GERNOT WIELAND: INK IN MILK
In examining the conditions of fact and fiction, between dreamscapes, reality and the neuroses of recollection, Gernot Wieland unravels the stasis of the past. Deciphering the manners by which we dissect our individual histories, the artist questions how the wistful reveries of nostalgia both affix and displace the textual layers of our imagined selves. Memory in Wieland’s films is not something passively inert; instead it vibrates with agency and life, surging into the present.
Ink in Milk is Wieland’s most recent film – a knotted string-figure of histories, fictions and images. Through the flickering vignettes of a schoolboy trauma, visits to a friend at a psychiatric institution and encounters with animals, Ink in Milk exposes the anxious, web-like structures that underpin the tragicomedy of existence. The artist’s narrative is accompanied by a series of schematic, childlike diagrams, line drawings, ink paintings, plasticine animations, and crystalline sculptural forms, punctuated with super 8 film clips. Sometimes these images illustrate the narrative voice as gathered evidence; at other points they are oblique documents, disrupting chains of causality.
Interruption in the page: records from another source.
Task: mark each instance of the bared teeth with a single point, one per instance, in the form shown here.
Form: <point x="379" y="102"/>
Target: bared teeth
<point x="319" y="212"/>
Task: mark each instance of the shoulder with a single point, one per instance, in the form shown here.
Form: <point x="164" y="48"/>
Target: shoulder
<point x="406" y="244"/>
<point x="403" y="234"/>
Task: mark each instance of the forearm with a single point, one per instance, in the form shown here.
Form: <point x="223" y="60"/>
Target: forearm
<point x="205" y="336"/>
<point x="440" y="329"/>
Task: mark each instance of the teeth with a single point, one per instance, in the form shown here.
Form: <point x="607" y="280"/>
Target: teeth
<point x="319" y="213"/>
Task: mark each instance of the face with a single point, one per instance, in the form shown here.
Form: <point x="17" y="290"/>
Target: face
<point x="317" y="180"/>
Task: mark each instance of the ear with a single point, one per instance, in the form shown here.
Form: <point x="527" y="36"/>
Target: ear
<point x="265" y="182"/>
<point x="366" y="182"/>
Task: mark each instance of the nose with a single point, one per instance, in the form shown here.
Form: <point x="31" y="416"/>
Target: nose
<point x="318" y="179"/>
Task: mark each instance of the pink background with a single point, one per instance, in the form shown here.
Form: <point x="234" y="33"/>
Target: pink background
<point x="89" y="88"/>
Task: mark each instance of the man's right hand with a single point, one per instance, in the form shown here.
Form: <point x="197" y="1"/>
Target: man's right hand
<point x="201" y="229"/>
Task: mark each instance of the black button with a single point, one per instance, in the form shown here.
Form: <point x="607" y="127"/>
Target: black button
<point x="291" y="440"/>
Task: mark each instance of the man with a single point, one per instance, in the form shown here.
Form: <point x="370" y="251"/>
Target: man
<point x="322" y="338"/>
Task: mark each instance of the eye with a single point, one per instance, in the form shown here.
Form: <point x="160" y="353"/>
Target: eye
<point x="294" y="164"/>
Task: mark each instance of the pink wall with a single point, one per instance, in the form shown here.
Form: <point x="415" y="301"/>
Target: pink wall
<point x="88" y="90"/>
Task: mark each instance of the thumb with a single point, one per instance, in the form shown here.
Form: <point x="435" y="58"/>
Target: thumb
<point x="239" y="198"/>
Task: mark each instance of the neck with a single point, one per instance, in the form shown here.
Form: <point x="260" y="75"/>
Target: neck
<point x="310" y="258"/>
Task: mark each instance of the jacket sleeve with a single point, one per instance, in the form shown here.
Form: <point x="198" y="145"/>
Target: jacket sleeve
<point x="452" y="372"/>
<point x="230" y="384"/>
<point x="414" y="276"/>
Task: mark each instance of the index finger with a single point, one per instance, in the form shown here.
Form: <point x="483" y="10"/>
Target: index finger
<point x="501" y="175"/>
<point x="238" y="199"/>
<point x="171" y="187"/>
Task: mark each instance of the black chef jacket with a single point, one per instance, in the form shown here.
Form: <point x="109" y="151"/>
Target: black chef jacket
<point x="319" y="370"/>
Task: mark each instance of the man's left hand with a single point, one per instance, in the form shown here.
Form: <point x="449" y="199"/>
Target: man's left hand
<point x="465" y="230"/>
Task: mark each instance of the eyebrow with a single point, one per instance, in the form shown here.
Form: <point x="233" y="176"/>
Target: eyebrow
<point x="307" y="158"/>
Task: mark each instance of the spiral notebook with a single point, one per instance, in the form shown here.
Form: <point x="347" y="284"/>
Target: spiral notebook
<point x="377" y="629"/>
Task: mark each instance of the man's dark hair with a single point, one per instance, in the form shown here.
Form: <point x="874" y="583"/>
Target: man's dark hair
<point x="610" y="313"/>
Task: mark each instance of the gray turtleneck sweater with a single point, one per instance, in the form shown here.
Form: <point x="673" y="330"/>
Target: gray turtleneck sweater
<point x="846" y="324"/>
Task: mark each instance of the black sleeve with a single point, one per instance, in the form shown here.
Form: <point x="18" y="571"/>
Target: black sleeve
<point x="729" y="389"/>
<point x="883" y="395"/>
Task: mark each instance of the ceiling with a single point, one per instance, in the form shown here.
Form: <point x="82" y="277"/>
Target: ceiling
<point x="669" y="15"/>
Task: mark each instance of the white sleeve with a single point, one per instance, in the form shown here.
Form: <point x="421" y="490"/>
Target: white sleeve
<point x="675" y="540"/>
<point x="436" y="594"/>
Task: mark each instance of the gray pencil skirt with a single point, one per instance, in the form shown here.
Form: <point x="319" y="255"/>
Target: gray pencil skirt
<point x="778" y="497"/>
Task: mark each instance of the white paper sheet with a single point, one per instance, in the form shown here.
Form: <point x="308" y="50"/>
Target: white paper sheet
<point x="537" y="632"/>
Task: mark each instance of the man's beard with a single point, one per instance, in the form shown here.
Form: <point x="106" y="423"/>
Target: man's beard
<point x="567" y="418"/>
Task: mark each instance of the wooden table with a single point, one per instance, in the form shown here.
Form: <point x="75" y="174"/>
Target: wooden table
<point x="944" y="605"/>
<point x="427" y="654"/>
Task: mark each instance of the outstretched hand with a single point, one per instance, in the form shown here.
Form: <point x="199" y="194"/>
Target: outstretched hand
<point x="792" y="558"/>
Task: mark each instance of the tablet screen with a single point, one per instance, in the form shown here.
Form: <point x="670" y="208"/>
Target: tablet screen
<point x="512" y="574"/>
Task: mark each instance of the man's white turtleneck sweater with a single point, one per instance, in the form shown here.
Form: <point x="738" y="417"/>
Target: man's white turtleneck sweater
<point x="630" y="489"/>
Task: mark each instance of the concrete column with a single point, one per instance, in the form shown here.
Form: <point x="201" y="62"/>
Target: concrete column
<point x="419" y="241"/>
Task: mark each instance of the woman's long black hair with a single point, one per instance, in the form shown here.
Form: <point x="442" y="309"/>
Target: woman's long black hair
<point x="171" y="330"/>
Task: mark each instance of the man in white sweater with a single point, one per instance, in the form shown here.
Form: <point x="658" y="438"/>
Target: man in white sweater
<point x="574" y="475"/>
Not becoming overly distracted with its bold psychoanalytical concerns, however, the painterly poetics of the artist’s work communicate curious and solemn insights into the phenomenon of our everyday lives. Amongst other threads, the film recounts a village population’s growing fixation of forming crystal-like structures with their bodies: they lay down their tools to imitate crystals for days on end, hoping to empathetically alleviate fear, sorrow, agony and mourning. Wieland seemingly imagines these healing crystalline interventions shattering the homogenous and empty linearity of history, disrupting work and capital with trauma and emotion.
Obsessing over the lineage of the twentieth century, particularly the historical and scientific remnants of its shifting paradigms, Wieland hopes to reveal how the dominant ideologies of the previous century have been violently integrated into the psyche of the Europeanised subject. If one really is spoken into its very existence within – in the Lacanian sense – the Symbolic Order, Wieland proposes that we contemplate the subject in relation to its own specific vernacular and dialectical trace.
Wieland’s films are often projected onto domestic objects within his exhibitions; In Ink in Milk, a classroom cupboard. The very act of projecting – directing calculated trajectories of light to form a concrete moving image – is hence rendered quizzical and pensive against the artist’s narrative tendencies. We are asked to position our bodies within his narrative, to become entangled. Wieland conjures images and stories of that speak with urgency through menacing, yet ultimately poetic and darkly humorous, acts of dissociation.